Washington, Feb 12: People who are optimistic may contribute to the health of their partners, staving off the risk factors leading to Alzheimer's disease, dementia and cognitive decline as they grow old together, according to a study.
The research, published in the Journal of Personality, followed nearly 4,500 heterosexual couples from the US Health and Retirement Study for up to eight years.
The researchers found a potential link between being married to an optimistic person and preventing the onset of cognitive decline, due to a healthier environment at home.
"We spend a lot of time with our partners.They might encourage us to exercise, eat healthier or remind us to take our medicine," said William Chopik, an assistant professor at the Michigan State University in the US.
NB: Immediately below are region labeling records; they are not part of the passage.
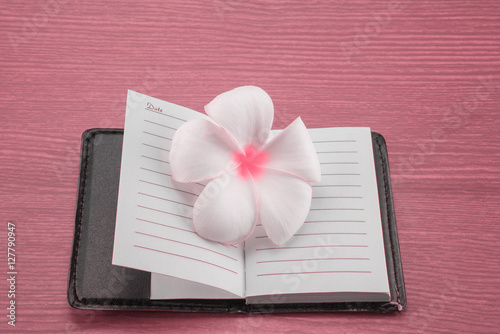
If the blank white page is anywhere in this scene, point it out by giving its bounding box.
[113,91,245,298]
[245,128,390,303]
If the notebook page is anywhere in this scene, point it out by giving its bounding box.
[245,128,389,303]
[113,91,245,296]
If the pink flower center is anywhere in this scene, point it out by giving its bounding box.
[233,145,269,179]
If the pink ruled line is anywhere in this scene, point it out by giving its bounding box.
[256,257,370,263]
[135,231,238,261]
[142,143,170,152]
[141,155,170,164]
[255,232,366,239]
[144,119,177,130]
[257,271,372,277]
[138,192,193,207]
[134,245,238,275]
[137,205,193,220]
[142,131,172,141]
[140,167,172,176]
[139,180,199,196]
[256,245,368,251]
[135,218,196,233]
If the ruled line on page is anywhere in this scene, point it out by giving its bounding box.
[142,131,172,141]
[134,245,238,275]
[141,155,170,164]
[257,270,372,277]
[142,143,170,152]
[139,167,172,176]
[138,192,194,208]
[135,217,196,233]
[145,108,187,122]
[255,232,366,239]
[139,180,199,196]
[144,119,177,130]
[135,231,238,261]
[256,257,370,264]
[256,245,368,251]
[137,205,193,220]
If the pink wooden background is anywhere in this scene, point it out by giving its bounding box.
[0,0,500,333]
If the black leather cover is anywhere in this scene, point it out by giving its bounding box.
[68,129,406,313]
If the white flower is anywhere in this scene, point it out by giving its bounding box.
[170,86,321,245]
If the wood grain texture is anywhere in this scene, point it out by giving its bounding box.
[0,0,500,333]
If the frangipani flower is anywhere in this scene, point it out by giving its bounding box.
[170,86,321,245]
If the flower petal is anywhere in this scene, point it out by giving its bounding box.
[169,119,237,182]
[205,86,274,149]
[262,117,321,182]
[255,169,312,245]
[193,173,258,244]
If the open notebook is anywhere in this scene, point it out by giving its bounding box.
[112,91,391,304]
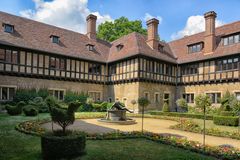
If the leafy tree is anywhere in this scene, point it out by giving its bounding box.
[138,97,150,133]
[97,17,147,42]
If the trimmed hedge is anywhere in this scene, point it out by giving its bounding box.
[41,133,86,160]
[149,111,213,120]
[213,116,239,126]
[23,105,38,116]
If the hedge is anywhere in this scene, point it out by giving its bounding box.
[41,133,86,160]
[149,111,213,120]
[213,116,239,126]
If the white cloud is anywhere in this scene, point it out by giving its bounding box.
[20,0,112,33]
[171,15,224,40]
[143,13,162,24]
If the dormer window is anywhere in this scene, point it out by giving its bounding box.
[50,35,60,44]
[3,24,14,33]
[188,42,203,53]
[158,44,163,52]
[86,44,94,51]
[116,44,123,51]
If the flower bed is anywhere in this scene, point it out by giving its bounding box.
[16,117,240,160]
[150,111,213,120]
[170,119,240,140]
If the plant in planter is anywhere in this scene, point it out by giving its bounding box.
[162,99,170,112]
[176,98,188,111]
[41,97,86,160]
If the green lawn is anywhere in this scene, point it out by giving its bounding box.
[192,119,239,132]
[0,114,214,160]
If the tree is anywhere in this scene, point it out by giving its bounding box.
[195,94,212,150]
[97,17,147,42]
[138,97,150,133]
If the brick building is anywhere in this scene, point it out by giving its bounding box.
[0,11,240,111]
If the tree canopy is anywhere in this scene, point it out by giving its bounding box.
[97,17,147,42]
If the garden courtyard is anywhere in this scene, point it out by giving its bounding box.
[0,113,218,160]
[43,118,240,149]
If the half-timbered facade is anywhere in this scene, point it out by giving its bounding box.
[0,12,240,112]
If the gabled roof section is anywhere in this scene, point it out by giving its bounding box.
[108,32,176,63]
[168,21,240,63]
[0,12,110,62]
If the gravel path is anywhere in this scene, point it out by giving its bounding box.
[42,118,240,149]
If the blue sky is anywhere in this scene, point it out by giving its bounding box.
[0,0,240,41]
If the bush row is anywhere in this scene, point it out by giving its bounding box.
[149,111,213,120]
[213,116,239,126]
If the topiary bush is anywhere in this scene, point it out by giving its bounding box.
[220,111,234,116]
[41,132,86,160]
[23,104,38,116]
[5,101,26,116]
[28,97,49,113]
[213,116,239,126]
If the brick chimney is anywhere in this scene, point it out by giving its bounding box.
[204,11,217,54]
[86,14,97,39]
[146,18,159,49]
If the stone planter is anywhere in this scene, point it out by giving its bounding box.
[41,134,86,160]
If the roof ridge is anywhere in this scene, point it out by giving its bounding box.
[167,21,240,43]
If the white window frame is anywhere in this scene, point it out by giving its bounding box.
[154,92,160,103]
[48,88,66,101]
[204,91,223,104]
[0,85,17,102]
[88,91,102,101]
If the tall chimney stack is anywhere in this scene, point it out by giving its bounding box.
[146,18,159,49]
[204,11,217,54]
[86,14,97,39]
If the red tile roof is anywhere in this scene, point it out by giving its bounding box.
[0,12,240,63]
[168,21,240,63]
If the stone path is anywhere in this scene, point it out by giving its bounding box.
[43,118,240,149]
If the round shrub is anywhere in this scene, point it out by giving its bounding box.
[220,111,234,116]
[5,101,26,116]
[23,105,38,116]
[41,132,86,160]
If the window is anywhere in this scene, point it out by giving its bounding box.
[0,49,5,61]
[49,57,56,69]
[215,58,239,71]
[181,64,198,75]
[110,65,117,75]
[48,89,65,101]
[50,35,60,44]
[0,86,16,101]
[207,93,221,103]
[116,44,123,52]
[88,91,101,102]
[86,44,94,51]
[4,24,14,33]
[154,93,160,103]
[188,43,203,53]
[182,93,194,103]
[144,92,150,100]
[235,92,240,101]
[0,49,19,64]
[163,93,170,103]
[158,44,164,52]
[222,33,240,46]
[88,63,101,74]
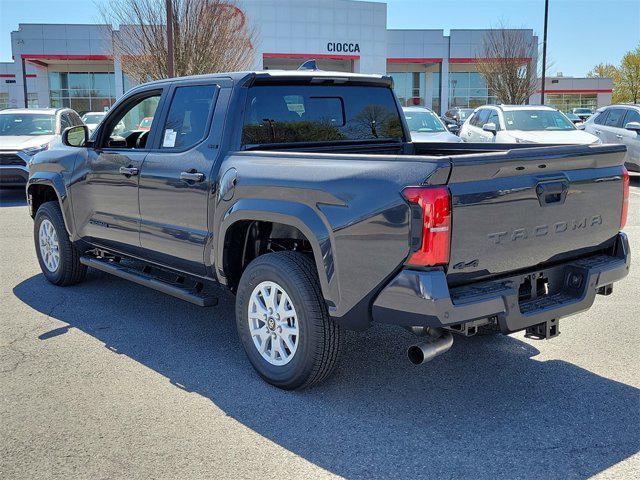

"When your partner is optimistic and healthy, it can translate to similar outcomes in your own life. You actually do experience a rosier future by living longer and staving off cognitive illnesses," Chopik said.
An optimistic partner may encourage eating healthy foods, or working out together to develop healthier lifestyles, the researchers said.
For example, if a person quits smoking or starts exercising, their partner is close to following suit, they said.
"We found that when you look at the risk factors for what predicts things like Alzheimer's disease or dementia, a lot of them are things like living a healthy lifestyle," Chopik said.
"Maintaining a healthy weight and physical activity are large predictors.There are some physiological markers as well. It looks like people who are married to optimists tend to score better on all of those metrics," he said.
The researchers said there is a sense where optimists lead by example, and their partners follow their lead.
They also suggest that when couples recall shared experiences together, richer details from the memories emerge.
Chopik noted while there is a heritable component to optimism, there is some evidence to suggest that it's a trainable quality.
"There are studies that show people have the power to change their personalities, as long as they engage in things that make them change," Chopik said.
"Part of it is wanting to change. There are also intervention programs that suggest you can build up optimism," he added.